# Is Garnier Nutrisse hair color any good?



## Gwendela (Jul 13, 2006)

I've decided to rid myself of the grey and I like the black licorice color in this line. I can't afford the price of having it professionally done on a regular basis so I will need to do it myself. If you have any other brand that you recommend please let me know.

Thank you.


----------



## kellianne76 (Jul 13, 2006)

I'm not sure about Garnier Nutrisse, but I know that Clairol has Nice N Easy Gray Solutions. You could try that.


----------



## SewAmazing (Jul 13, 2006)

I use this and like it a lot! I try to stock up when it goes on sale. Hair coloring makes your hair dry, so be sure to do some deep conditioning regularly. I've been coloring my own hair since I was 14. Put some vaseline around your hair line skin and ear area to avoid staining your skin. You'll love your deep vibrant look.


----------



## Gwendela (Jul 13, 2006)

Originally Posted by *SewAmazing* I use this and like it a lot! I try to stock up when it goes on sale. Hair coloring makes your hair dry, so be sure to do some deep conditioning regularly. I've been coloring my own hair since I was 14. Put some vaseline around your hair line skin and ear area to avoid staining your skin. You'll love your deep vibrant look. Thank you! I used to dye my hair a lot because perms and the sun would strip my color. I can't wait to get a box and dye my locks!


----------



## Kimberleylotr (Jul 13, 2006)

They are ABSOLUTLY FABULAS. thats all i use i love how my hair feels afterwards, and it seems great. i swear by it garnier product are all wonderful ive found.


----------



## grn_eyed_grl (Jul 13, 2006)

I used Garnier Nutrisse in #50 Truffle (medium natural brown).

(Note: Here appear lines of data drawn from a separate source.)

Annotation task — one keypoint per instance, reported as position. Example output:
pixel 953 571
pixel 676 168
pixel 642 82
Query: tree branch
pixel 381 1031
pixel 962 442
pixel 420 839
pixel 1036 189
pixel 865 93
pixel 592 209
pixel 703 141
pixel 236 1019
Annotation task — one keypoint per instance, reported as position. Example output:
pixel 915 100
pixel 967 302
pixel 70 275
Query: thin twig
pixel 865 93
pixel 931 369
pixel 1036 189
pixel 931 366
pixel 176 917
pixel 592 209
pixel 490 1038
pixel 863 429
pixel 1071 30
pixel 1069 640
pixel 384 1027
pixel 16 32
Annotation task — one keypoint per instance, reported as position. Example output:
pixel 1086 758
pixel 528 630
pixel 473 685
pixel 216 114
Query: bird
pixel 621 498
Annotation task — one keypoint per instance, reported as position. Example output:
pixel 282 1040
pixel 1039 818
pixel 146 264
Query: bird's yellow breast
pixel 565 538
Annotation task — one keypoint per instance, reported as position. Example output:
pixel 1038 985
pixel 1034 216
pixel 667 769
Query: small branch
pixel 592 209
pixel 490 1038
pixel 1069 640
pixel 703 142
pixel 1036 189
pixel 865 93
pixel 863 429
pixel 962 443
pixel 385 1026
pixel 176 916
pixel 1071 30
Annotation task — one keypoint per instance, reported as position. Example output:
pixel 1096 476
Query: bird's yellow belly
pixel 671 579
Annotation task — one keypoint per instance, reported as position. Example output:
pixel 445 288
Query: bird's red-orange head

It was so pretty when I first did it. After a few washes it seemed to fade quite a bit. But..it's still a pretty color but I decided I want something a lil darker. I heard that garnier 100% color line was excellent to prevent so much fading. I might try that next. Good luck to you!!!!


----------



## NYAngel98 (Jul 13, 2006)

I believe the 100% black is actually a 'blue black'... so if you want a natural black, I'd stick with the regular Garnier Nutriesse. My mom used to use that color and it seemed to last awhile on her, and covered greys without a problem. She would still probably be using it (I think she still does every so often) but I got her another Italian salon dye @ a trade show that she's been using... but I think you'll like it


----------



## Jennifer (Jul 13, 2006)

my mom uses this (i don't color my hair) and loves it! like sewamazing, she stocks up when they're on sale, which is pretty often.


----------



## Aquilah (Jul 13, 2006)

LOVE GARNIER!!! Smells awesome! Colors are great (I used to use Sangria)... I personally love their products! The color lasts a really long time too! It's the only hair color I use, although I'd had to quit using it since I can't find a semi-permanent level in Garnier.


----------



## greeneyedangel (Jul 15, 2006)

I love Garnier Nutrisse Haircolor!! I've used EBONY which was almost black and came out great! Now I have TRUFFLE in my hair as well and the color always comes out very rich. My hair remains soft and looks great. I recommend this haircolor you'll love it!


----------